One of his programs — Save More Tomorrow — is based on the insight that people want to increase retirement savings, but procrastinate about changing their retirement plan contributions because they don’t want to cut current take-home pay. The program, developed in 1996 with Nobel Prize-winning economist Richard H. Thaler, allows retirement plan participants to agree to save more when they get raises and to contribute even greater percentages with future raises. Many sponsors of defined contribution plans have adopted Save More Tomorrow, and about 15 million people now take part.

Speaking at IMPACT, Professor Benartzi of the UCLA Anderson School of Management and co-founder of its Behavioral Decision-Making Group, explained a new effort using insights gleaned from behavioral economics. He calls it personalized finance, and he suggests that personalizing the accumulation and decumulation phases of retirement could become the chief role of financial advisers as investment management becomes increasingly commoditized.

“The idea that we do retirement the same way for everyone doesn’t make sense anymore,” he said, referring not just to defined contribution retirement plans, but also to the way advisers typically use simplistic risk-tolerance assessment tools to create essentially similar plans for their clients.

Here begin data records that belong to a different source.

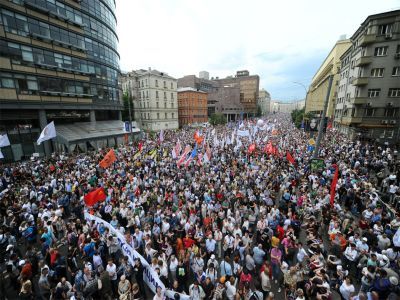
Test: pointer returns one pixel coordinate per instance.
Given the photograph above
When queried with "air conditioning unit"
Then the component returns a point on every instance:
(388, 35)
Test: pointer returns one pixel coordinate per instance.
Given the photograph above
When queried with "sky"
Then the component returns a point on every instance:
(282, 41)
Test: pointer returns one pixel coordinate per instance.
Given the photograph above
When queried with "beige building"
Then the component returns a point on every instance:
(264, 102)
(319, 86)
(155, 98)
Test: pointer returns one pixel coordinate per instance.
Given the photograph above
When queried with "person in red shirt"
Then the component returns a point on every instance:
(188, 242)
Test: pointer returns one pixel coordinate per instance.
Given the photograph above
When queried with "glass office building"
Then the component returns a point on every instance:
(58, 62)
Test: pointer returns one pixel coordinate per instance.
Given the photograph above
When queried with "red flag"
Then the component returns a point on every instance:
(251, 149)
(290, 158)
(95, 196)
(333, 185)
(108, 159)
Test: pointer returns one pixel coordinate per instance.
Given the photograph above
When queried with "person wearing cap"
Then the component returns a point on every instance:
(350, 258)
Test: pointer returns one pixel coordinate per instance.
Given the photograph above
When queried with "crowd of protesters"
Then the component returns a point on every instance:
(240, 225)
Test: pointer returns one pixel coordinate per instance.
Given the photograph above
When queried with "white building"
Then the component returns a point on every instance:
(155, 98)
(264, 101)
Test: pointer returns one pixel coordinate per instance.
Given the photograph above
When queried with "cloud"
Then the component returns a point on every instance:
(282, 41)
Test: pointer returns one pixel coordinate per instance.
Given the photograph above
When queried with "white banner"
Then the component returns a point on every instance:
(150, 276)
(243, 132)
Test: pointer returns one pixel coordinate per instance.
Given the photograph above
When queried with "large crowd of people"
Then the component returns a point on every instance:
(238, 220)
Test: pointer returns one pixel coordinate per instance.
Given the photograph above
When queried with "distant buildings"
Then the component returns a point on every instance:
(264, 102)
(319, 86)
(232, 96)
(286, 107)
(368, 93)
(155, 98)
(192, 106)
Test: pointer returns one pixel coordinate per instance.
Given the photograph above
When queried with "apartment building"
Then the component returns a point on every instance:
(319, 85)
(192, 106)
(154, 98)
(368, 94)
(59, 62)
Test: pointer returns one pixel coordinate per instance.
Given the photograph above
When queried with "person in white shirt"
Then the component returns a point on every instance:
(112, 272)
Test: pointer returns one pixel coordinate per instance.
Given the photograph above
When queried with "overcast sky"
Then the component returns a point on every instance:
(281, 41)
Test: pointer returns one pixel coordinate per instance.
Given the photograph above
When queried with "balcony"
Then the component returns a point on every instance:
(351, 120)
(367, 39)
(360, 100)
(360, 81)
(364, 60)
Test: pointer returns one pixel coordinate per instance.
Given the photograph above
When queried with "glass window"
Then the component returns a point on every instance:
(7, 83)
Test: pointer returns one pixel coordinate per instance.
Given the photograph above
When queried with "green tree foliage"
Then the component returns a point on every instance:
(217, 119)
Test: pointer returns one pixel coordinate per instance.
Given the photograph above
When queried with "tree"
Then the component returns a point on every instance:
(128, 101)
(217, 119)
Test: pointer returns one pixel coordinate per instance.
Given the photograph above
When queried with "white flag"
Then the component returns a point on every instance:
(48, 133)
(4, 141)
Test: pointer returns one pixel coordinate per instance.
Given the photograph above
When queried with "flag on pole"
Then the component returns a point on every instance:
(183, 156)
(47, 133)
(108, 159)
(4, 141)
(95, 196)
(290, 158)
(334, 183)
(251, 149)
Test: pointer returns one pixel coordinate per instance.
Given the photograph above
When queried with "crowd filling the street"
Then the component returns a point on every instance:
(236, 211)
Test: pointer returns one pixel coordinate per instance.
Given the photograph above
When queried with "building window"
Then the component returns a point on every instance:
(385, 29)
(373, 93)
(377, 72)
(369, 112)
(391, 112)
(394, 92)
(381, 51)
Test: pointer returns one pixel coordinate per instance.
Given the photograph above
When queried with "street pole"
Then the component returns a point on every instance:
(322, 122)
(130, 115)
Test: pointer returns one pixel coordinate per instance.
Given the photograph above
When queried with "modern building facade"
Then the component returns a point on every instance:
(286, 107)
(369, 89)
(319, 85)
(192, 106)
(154, 98)
(59, 62)
(248, 86)
(264, 102)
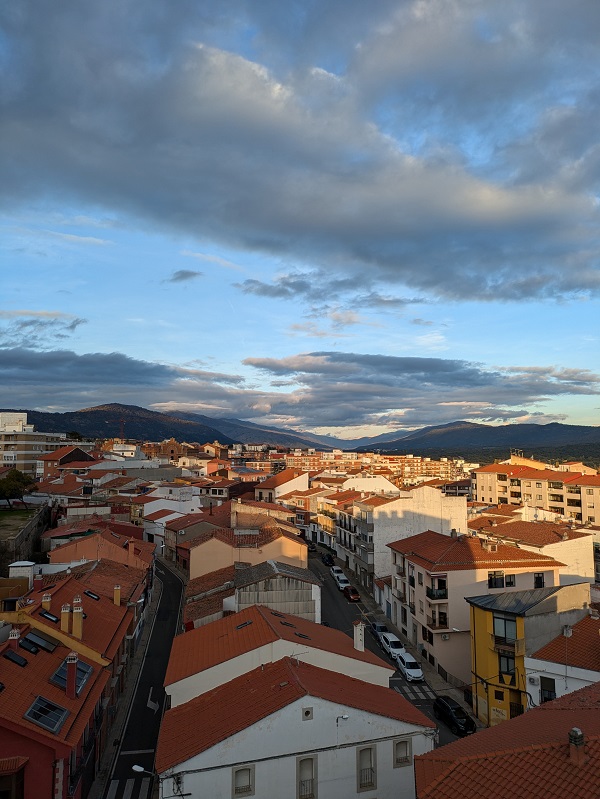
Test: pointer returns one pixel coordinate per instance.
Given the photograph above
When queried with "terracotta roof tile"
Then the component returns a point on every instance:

“We should be taking the behavioral insights we have learned and the personalization tools now available and do in financial services what Netflix and Amazon have done in other areas,” he said.

Institutionally, he noted, a degree of personalization is currently available through target-date funds. By why not offer different default savings rates, for example?

“The default savings rate is critical because a lot of people don’t change it,” Professor Benartzi said. “But even if they do, people change jobs, and when that happens they go back to the lower rate. We should start at a higher rate and escalate faster so people save at a higher rate more of the time.” 

For plan sponsors, the difficult task is setting a default rate that is high enough to improve savings but not so high as to have participants drop out of the plan. Professor Benartzi said that an experiment he ran with Voya yielded some interesting results.

“At default rates of seven, eight, nine and 10%, we found that people don’t run away. In fact, they are more engaged. At 11%, some run away. None of us predicted that result. We thought people would run away or blindly accept savings rates that are too high and then pile up credit card debt,” he said.

Personalized, digital nudges to encourage greater savings also work. Pointing to a study in which every dollar spent by a plan sponsor on email reminders resulted in $1,600 in additional savings, Professor Benartzi noted that four of 10 people cash out their 401(k) plan when they change jobs. 

“Imagine at that point they get a personalized email showing the check they didn’t have to write to the IRS if they rolled over their plan? We could provide better information at the right time to move the needle,” he said.

For advisers, greater personalization should come through understanding client differences in the areas of loss aversion, present bias and hedonomics, or one’s approach to pleasure.

Often conflated with risk tolerance, loss aversion can vary widely, with small losses being very painful to some people, Professor Benartzi said, noting that advisers must better understand their clients’ loss aversion bias when creating plans and presenting investment options. 

Also important is understanding present bias, or the tendency of people to give stronger weight to payoffs closer to the present when considering trade-offs between two future moments. People with a very strong present bias tend to save too little and retire too early, he said. Taking differences in present bias into account could result in designing retirement income plans that offer more attractive outcomes to those willing to defer taking benefits or withdrawing funds early. 

Finally, advisers should be able to determine the path of retirement income based on their clients’ personal approach to happiness and satisfaction. 

“For example, you could create a plan to provide someone with the same income every month, or a plan that increases monthly income over time, or one that starts higher but gets lower,” Professor Benartzi said. “Or maybe it’s plan — or an annuity — that pays a little less every month but gives you a ‘bonus’ payment once a year.”

He said that using the standard 70-80% replacement rule for retirement income may work for some clients, but not for those who find it difficult to cut spending. For such clients, saving more while working, retiring later, or doing both, can provide an alternative, and doing a stress test would show how clients would react to each of those changes.

“We’re at the beginning stage of the retirement industry starting to focus on personalization,” Professor Benartzi said. “It will become the adviser’s job to help clients manage more choices in accumulation and decumulation, and to help them understand the implications of those choices.”